Maybe I should choose my words more carefully.
In describing my wish to spend a couple of hours processing firewood yesterday morning, I used expressions like “I got the itch” and, after I’d finished, “It scratched my itch.” Now the figurative has become literal.
I knew I risked encountering ticks and chiggers when I waded into the brush. The season isn’t over, not by a long shot, and I took all the usual precautions. But that didn’t prevent me from waking up today with a hundred (or more) angry, itchy chigger bites demanding to be scratched.
I laughed. I might as well.
I took advantage of another unseasonably cool morning (56°F outside, 60°F in the cabin) to sit down with our second-hand woodstove and give it a once-over. We knew that the door didn’t close properly or latch securely, and the unit came with a pile of parts — some assembly required.
A close look at the hinges revealed that the upper pin wasn’t seated quite right. I used a pair of ViseGrips to rotate it, which changed the angle of the entire door. I got it where I wanted it, tapped both pins lightly, worked the door back and forth, and called it fixed.
Next up was the latch. The striker plate on the body of the stove didn’t look quite right, as if it had been bashed repeatedly with the latch in the wrong position. I removed it, took it out to the stoop and did a little bashing of my own — three smacks with a hammer flattened it out, which I presumed was its original condition.
Installed again, it still wouldn’t catch the latch. I took it back off, added a couple of lock washers (the closest thing to shims that I had) and resecured it. And that worked.
A little fiddling saved us real money. I could scratch a latch kit ($95) and hinge pins ($12) off my shopping list.
From a box that came Home with the woodstove, I pulled a bunch of soapstone fire bricks, two grates and an odd T-shaped hunk of iron. I’d studied an online parts diagram of this particular Hearthstone model, so I had a pretty good idea of what went where.
It still took about ten minutes to put all of the pieces in their proper places. Eventually, I solved the puzzle.
Part of the process was fitting and securing eight fire bricks. Alas, the box held only seven.
That’s right, boys and girls — we’re one brick short of a stove.
Soapstone ain’t cheap. A single fire brick, just one, costs $56. Since we’re on a tight budget, we’ll be replacing our missing soapstone with vermiculite ($20 for a box of four bricks). It’ll serve the purpose, and just one won’t hurt the stove’s performance.

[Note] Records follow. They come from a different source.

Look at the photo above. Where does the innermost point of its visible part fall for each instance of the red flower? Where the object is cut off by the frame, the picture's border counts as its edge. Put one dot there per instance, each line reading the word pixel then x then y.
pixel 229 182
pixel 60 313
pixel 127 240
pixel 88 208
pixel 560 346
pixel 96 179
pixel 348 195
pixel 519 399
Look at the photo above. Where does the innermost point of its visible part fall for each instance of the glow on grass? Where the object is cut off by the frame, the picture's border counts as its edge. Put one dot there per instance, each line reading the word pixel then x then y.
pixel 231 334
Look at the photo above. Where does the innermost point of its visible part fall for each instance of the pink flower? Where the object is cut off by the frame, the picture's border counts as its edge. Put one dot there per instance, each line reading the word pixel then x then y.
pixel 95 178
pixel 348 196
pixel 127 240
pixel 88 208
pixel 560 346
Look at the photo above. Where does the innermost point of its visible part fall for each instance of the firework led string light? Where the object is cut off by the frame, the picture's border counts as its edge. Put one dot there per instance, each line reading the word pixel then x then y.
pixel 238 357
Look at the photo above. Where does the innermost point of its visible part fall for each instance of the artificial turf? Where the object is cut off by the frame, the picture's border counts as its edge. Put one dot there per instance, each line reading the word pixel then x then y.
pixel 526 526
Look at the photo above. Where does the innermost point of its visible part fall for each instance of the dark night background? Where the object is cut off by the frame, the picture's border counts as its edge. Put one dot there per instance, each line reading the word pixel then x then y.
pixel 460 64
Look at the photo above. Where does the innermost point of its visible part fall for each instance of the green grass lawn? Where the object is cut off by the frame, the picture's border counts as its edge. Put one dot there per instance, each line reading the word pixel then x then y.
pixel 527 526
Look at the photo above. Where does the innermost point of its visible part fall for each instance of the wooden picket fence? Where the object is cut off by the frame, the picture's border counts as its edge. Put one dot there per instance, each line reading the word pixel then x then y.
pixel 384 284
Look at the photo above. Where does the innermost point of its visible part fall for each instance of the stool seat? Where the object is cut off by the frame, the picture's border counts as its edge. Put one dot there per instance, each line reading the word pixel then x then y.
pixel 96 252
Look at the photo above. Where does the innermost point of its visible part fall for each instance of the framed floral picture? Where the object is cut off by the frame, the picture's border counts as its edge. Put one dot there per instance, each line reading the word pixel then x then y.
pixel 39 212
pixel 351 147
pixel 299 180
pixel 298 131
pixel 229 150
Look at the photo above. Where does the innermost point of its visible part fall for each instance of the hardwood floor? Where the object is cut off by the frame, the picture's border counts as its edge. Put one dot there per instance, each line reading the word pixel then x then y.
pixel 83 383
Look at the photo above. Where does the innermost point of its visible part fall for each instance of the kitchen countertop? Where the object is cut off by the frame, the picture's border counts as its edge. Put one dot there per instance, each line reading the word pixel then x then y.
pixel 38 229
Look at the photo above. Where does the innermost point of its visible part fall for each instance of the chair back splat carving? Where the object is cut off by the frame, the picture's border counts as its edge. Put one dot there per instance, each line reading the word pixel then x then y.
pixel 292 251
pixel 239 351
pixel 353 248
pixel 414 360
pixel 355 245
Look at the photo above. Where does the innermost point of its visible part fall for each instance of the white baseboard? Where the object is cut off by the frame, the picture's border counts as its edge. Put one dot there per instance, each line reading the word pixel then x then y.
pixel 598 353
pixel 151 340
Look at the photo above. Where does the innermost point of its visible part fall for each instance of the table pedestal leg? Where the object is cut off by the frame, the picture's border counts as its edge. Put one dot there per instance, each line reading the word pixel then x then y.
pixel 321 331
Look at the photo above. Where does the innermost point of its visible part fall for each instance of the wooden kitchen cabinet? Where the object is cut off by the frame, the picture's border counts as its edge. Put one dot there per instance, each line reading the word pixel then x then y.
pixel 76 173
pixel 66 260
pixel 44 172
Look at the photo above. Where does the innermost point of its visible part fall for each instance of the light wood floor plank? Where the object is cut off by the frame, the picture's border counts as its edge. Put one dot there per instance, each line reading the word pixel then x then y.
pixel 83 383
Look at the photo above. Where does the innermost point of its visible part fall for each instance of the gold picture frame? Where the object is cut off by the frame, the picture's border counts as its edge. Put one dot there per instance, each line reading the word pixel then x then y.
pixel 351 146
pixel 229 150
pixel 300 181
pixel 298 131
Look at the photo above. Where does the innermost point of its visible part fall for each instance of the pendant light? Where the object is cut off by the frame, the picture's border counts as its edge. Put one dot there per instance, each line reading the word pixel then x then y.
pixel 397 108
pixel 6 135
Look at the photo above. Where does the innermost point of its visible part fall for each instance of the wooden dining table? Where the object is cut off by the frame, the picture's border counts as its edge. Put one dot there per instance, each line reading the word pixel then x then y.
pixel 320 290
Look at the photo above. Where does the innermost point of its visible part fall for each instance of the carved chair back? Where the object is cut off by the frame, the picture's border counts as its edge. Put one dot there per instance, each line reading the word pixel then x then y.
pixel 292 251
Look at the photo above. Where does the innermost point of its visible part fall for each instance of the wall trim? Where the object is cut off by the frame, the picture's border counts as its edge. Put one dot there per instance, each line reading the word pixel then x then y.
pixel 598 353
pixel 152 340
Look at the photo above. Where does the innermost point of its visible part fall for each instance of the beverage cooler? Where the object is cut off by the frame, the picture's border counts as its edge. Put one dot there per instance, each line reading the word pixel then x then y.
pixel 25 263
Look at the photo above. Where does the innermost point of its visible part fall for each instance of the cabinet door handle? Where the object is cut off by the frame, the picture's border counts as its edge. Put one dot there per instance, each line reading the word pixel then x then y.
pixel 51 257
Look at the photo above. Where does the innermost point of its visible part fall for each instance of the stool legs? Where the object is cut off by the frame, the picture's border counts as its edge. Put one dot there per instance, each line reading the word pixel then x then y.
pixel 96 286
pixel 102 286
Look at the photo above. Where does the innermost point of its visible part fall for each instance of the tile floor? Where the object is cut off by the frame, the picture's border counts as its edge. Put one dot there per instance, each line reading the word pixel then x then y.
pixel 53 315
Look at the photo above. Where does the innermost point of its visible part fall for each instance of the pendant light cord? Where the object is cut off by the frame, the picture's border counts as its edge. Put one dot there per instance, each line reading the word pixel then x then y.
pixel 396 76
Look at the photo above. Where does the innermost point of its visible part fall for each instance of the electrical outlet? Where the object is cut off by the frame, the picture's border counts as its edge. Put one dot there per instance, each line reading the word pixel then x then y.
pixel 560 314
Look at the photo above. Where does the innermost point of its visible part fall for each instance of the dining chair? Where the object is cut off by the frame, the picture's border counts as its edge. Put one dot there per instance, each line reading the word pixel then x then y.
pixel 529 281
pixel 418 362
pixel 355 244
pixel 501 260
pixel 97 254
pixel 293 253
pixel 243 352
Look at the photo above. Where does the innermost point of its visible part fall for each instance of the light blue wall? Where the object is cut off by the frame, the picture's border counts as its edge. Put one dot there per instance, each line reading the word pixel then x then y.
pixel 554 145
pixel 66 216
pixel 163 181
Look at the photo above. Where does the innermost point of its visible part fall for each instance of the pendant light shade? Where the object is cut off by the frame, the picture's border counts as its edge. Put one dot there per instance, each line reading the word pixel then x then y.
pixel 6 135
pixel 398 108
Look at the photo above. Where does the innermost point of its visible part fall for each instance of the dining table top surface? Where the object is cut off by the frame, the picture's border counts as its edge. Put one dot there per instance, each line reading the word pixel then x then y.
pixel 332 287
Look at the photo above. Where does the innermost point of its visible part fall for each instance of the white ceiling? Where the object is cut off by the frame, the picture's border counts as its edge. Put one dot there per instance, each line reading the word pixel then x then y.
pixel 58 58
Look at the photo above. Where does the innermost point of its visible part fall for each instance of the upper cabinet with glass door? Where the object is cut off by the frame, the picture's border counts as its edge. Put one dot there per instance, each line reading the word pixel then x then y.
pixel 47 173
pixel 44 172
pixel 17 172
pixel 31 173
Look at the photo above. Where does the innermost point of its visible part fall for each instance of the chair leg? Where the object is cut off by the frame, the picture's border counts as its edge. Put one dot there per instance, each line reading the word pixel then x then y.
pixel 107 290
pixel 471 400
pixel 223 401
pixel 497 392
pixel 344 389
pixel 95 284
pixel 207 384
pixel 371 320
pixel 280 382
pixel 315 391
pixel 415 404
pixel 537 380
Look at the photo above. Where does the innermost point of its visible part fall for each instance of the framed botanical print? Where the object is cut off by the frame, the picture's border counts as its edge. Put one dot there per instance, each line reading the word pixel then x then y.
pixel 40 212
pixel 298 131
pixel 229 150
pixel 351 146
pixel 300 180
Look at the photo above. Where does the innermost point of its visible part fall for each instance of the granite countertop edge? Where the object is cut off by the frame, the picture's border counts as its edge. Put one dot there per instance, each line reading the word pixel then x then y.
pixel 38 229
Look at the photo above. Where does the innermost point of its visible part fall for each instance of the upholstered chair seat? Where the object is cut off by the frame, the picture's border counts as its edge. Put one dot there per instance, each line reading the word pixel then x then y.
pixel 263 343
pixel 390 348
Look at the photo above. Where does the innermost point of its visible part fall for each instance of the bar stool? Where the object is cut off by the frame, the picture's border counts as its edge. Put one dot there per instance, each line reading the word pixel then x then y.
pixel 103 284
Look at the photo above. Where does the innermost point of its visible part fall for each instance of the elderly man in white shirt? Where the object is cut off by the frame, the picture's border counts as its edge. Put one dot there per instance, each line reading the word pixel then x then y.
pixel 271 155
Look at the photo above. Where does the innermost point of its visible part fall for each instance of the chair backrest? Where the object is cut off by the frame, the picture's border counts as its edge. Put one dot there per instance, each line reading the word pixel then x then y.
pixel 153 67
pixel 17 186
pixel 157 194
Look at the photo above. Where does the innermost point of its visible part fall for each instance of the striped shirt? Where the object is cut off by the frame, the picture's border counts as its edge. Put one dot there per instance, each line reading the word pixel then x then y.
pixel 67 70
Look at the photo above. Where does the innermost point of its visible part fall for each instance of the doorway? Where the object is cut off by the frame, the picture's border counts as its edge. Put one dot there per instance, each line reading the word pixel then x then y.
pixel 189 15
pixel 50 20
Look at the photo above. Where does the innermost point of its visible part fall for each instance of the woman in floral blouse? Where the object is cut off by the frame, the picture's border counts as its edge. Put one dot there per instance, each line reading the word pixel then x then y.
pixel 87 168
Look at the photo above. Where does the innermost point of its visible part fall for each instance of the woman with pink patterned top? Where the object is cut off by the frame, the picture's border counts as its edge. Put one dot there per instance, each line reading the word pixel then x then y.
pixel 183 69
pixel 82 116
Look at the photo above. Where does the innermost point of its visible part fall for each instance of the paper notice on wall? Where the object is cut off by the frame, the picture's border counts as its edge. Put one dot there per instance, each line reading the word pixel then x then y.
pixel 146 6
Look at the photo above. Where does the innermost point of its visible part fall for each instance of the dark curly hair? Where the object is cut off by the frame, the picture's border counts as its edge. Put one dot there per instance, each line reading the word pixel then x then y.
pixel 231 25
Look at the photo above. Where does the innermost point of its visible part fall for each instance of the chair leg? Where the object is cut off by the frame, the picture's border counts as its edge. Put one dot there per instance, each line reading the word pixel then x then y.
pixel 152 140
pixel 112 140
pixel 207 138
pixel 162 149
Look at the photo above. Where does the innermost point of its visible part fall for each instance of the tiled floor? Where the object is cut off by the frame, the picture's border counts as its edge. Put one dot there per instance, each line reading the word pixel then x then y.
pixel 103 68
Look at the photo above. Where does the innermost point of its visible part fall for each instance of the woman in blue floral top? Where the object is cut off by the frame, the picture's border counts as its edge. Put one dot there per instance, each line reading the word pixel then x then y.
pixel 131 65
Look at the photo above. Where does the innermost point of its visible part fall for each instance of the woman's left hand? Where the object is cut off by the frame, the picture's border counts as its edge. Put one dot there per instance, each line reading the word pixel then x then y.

From there, I moved on to test-fitting the flue. It comprises five pieces — trim plate, adapter, elbow and two sections of stovepipe. The good news is our placement of the stove makes one of the pipes (a horizontal run that I would’ve had to fashion) totally unnecessary. The elbow meets the adapter perfectly, like I’d planned it that way.
The bad news is that I wrestled with the vertical stovepipe, a telescoping affair, for over an hour today and failed to seat it on the stove. I crimped and bent and twisted and cussed, to no avail. It’s the right size and all, I just couldn’t get it set.
And that’s when I quit for the day.
I need to think about this. I have some ideas.
But I made progress today, and that’s the name of the game.
Take care of yourselves, Patriots. Stay calm. Stay sharp. Stay free.